Ron Stallworth is the first black officer in the Colorado Springs Police Department in the 1970s, and while assigned to the intelligence division, he calls the number for the local Klu Klux Klan. Invited to the chapter, Stallworth puts his Jewish co-worker up to impersonating him at the meeting. Before too long, the black man and the Jewish man have infiltrated the chapter, days before Grand Wizard David Duke pays Colorado Springs a visit.
John David Washington, son of Denzel, plays Stallworth to the hilt: more intelligent, quick witted, and compassionate than any of the police officers like Fred Weller’s Andy Landers who uses his whiteness as a bludgeon, taking what he wants and assuming he’s the better man. [Ironically, I didn’t realize Washington was Denzel’s son until writing up the review – his looks, voice, and has mannerisms mirror his father’s so much I thought he’d simply studied Denzel.] As Detective Flip Zimmerman, Adam Driver proves again his depth and range (Star Wars: The Last Jedi, Midnight Special) as Stallworth’s alter ego. These two have great banter – and significant conversations about the threats facing blacks and Jews in 1970s America, where Stallworth recognizes changes need to be made and Zimmerman thinks they should go along to get along.

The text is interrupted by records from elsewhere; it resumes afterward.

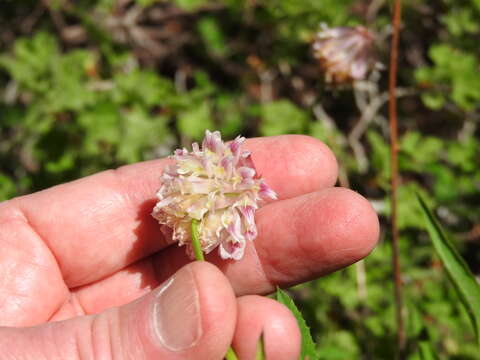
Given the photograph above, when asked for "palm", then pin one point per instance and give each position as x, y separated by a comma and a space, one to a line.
91, 244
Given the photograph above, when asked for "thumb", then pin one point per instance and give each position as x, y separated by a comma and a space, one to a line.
190, 316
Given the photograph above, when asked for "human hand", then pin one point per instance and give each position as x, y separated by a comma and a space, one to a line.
89, 253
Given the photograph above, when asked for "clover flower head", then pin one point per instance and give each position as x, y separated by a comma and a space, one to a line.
346, 54
218, 186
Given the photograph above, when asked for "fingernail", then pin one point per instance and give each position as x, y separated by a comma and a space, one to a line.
177, 320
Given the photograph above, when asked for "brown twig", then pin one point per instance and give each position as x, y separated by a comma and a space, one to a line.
392, 111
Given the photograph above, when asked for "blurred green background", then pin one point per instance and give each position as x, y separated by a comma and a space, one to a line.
91, 84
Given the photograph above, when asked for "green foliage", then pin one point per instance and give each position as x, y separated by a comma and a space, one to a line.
454, 77
282, 117
308, 346
119, 82
465, 283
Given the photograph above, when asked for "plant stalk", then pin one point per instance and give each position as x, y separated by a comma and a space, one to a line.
392, 112
197, 250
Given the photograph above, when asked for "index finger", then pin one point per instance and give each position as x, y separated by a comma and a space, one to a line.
100, 224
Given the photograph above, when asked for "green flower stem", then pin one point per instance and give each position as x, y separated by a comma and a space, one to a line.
230, 355
197, 250
260, 349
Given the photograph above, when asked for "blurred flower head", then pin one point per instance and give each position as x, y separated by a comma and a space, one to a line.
218, 186
346, 54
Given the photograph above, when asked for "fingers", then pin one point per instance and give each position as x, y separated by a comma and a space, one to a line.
190, 316
257, 315
299, 239
103, 222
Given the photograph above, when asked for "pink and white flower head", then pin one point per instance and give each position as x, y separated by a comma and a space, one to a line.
218, 186
346, 54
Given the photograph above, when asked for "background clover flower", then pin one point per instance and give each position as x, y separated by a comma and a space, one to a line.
217, 186
346, 54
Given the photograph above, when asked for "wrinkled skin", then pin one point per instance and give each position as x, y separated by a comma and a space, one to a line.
91, 247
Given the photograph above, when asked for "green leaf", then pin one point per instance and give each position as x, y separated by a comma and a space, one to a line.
425, 351
461, 276
308, 346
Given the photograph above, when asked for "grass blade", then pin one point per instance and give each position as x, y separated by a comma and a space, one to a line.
464, 281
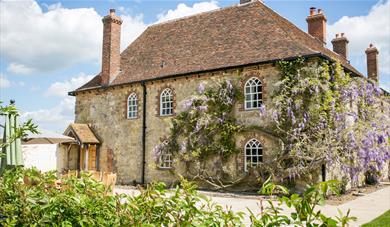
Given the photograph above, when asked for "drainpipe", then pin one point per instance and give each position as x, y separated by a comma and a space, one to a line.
143, 132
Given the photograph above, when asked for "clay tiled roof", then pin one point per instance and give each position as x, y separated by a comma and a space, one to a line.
228, 37
82, 132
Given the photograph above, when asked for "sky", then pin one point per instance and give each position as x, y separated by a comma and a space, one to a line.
48, 48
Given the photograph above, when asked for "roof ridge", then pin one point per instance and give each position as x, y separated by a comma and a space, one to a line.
290, 33
202, 13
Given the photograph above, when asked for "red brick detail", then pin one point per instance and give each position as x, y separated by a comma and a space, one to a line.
340, 45
316, 25
127, 103
372, 63
158, 104
247, 76
111, 47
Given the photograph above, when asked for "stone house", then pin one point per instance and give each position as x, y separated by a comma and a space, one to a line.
129, 105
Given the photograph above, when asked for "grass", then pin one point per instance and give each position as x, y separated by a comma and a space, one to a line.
381, 221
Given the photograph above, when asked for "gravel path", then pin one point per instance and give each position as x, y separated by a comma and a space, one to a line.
365, 208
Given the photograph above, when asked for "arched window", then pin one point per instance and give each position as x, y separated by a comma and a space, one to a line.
132, 106
166, 102
253, 154
253, 94
165, 158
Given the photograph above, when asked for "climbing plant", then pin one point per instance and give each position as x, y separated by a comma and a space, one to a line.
206, 127
321, 115
326, 117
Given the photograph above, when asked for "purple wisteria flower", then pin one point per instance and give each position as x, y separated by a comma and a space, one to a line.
262, 110
187, 103
202, 108
201, 88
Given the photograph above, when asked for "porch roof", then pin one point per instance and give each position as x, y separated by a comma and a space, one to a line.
82, 133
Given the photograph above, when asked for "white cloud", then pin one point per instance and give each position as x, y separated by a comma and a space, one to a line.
56, 118
363, 30
183, 10
40, 41
4, 83
132, 27
19, 69
61, 89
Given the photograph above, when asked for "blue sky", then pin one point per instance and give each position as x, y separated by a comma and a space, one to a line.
50, 47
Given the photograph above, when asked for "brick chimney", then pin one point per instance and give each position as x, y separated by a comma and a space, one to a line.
372, 63
111, 47
316, 24
245, 1
340, 45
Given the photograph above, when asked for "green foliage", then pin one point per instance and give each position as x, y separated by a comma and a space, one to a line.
21, 131
382, 220
30, 198
206, 126
304, 207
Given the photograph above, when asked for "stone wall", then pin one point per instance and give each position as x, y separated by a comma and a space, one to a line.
105, 110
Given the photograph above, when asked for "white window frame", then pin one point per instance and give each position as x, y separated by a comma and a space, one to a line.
132, 106
166, 159
253, 97
255, 151
166, 102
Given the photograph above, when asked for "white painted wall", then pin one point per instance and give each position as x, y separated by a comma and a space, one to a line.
41, 156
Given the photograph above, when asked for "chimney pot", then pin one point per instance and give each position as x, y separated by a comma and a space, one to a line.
316, 24
340, 45
111, 47
372, 63
244, 1
312, 11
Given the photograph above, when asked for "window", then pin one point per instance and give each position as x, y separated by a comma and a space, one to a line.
166, 102
165, 158
132, 106
253, 153
253, 94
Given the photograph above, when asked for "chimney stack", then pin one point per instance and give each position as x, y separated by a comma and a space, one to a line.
111, 47
340, 45
316, 23
372, 63
245, 1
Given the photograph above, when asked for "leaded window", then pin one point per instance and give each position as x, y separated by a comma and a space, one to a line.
132, 106
166, 158
253, 154
253, 94
166, 102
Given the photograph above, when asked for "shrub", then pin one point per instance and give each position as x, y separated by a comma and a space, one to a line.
28, 197
304, 207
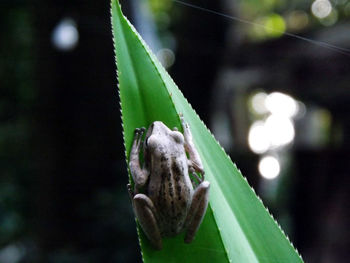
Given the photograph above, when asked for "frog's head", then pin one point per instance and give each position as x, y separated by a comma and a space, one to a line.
161, 134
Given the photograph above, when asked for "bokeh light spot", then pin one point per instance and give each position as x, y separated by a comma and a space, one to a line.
321, 8
65, 35
269, 167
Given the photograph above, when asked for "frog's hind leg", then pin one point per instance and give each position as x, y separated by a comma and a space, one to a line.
197, 210
139, 175
146, 214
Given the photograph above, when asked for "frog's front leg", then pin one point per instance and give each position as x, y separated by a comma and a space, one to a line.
195, 162
138, 174
197, 210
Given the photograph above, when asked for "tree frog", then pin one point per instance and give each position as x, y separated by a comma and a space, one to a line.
166, 200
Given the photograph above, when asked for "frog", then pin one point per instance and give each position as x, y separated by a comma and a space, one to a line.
166, 200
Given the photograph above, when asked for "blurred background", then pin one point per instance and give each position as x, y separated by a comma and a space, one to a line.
278, 104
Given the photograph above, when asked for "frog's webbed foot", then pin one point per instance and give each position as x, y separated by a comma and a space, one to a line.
139, 175
197, 210
146, 215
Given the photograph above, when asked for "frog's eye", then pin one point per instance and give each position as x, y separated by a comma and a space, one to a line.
178, 137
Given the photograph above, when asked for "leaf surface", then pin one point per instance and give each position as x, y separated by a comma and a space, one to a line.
237, 227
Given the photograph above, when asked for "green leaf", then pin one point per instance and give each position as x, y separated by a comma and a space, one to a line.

While the story slowly builds, showing us the way the local Klan is split between the cautious Walter Breachway (Ryan Eggold, fantastically different than Dr. Max Goodwin on New Amsterdam) and the rabidly psychotic Felix Kendrickson (Jasper Paakonen). Against the backdrop of the Stallworth/Zimmerman infiltration, Stallworth does his best to woo the head of the local Black Student Union, Patrice Dumas (Laura Harrier). They discuss what it means to be loyal to the country or standing for something bigger than themselves. Somehow, Stallworth looks at both sides, the extremist black one and the extremist white one, and tries to examine it from a cop’s perspective.
The film is funny, in a witty way, and in the comical way Topher Grace plays David Duke. There’s a line in there about how America would never elect a racist like David Duke to be the president, and the irony isn’t lost given the racism ripping up and down the United States. But there’s also something deeply dark and powerful at the undercurrent of the film that is troubling, and challenging to stomach.
In one particular series of scenes, the black students rally around a contemporary of Martin Luther King Jr.’s and hear about the violence he saw firsthand, while Duke initiates the local Colorado Springs chapter into full-blooded Klan membership. In both, The Birth of a Nation is referenced – in one place as a cause of great violence; in the other, part of a Christian-influenced ceremony with popcorn and cheers as the evil of the Klan celebrates. Yes, this is an agenda – it’s a Spike Lee joint! – but it’s also dealing with history with an eye to the present, and we’re foolish to act like it isn’t pointing a finger at us, asking us if we’re just like the white cops who allow Landers to continue because the police are a “brotherhood.” Two brotherhoods, one movie…
Wrestling with the racism and ideology in the film leaves me to think that there’s supposed to be another brotherhood, another family, the body of Christ, that’s supposed to stand against this. But the truth is that the Klan’s ideals are so tied to the religious experience of some in church that the water gets muddied, as does the theology. This is true of more issues than I care to admit within the life of the church – racism, sexism, etc. – and we cannot claim to be the body of Christ until we take a good long look in the mirror and consider how our -isms and our privilege separate us from those who God created as our brothers and sisters.
Special features on the Blu-ray include the cast and crew discussing working with Lee, as well as the extended trailer featuring “Mary, Don’t You Weep” by Prince. The end credits include scenes from the conflict at the University of Virginia in August 2017 that highlight that we still have a racism problem in America.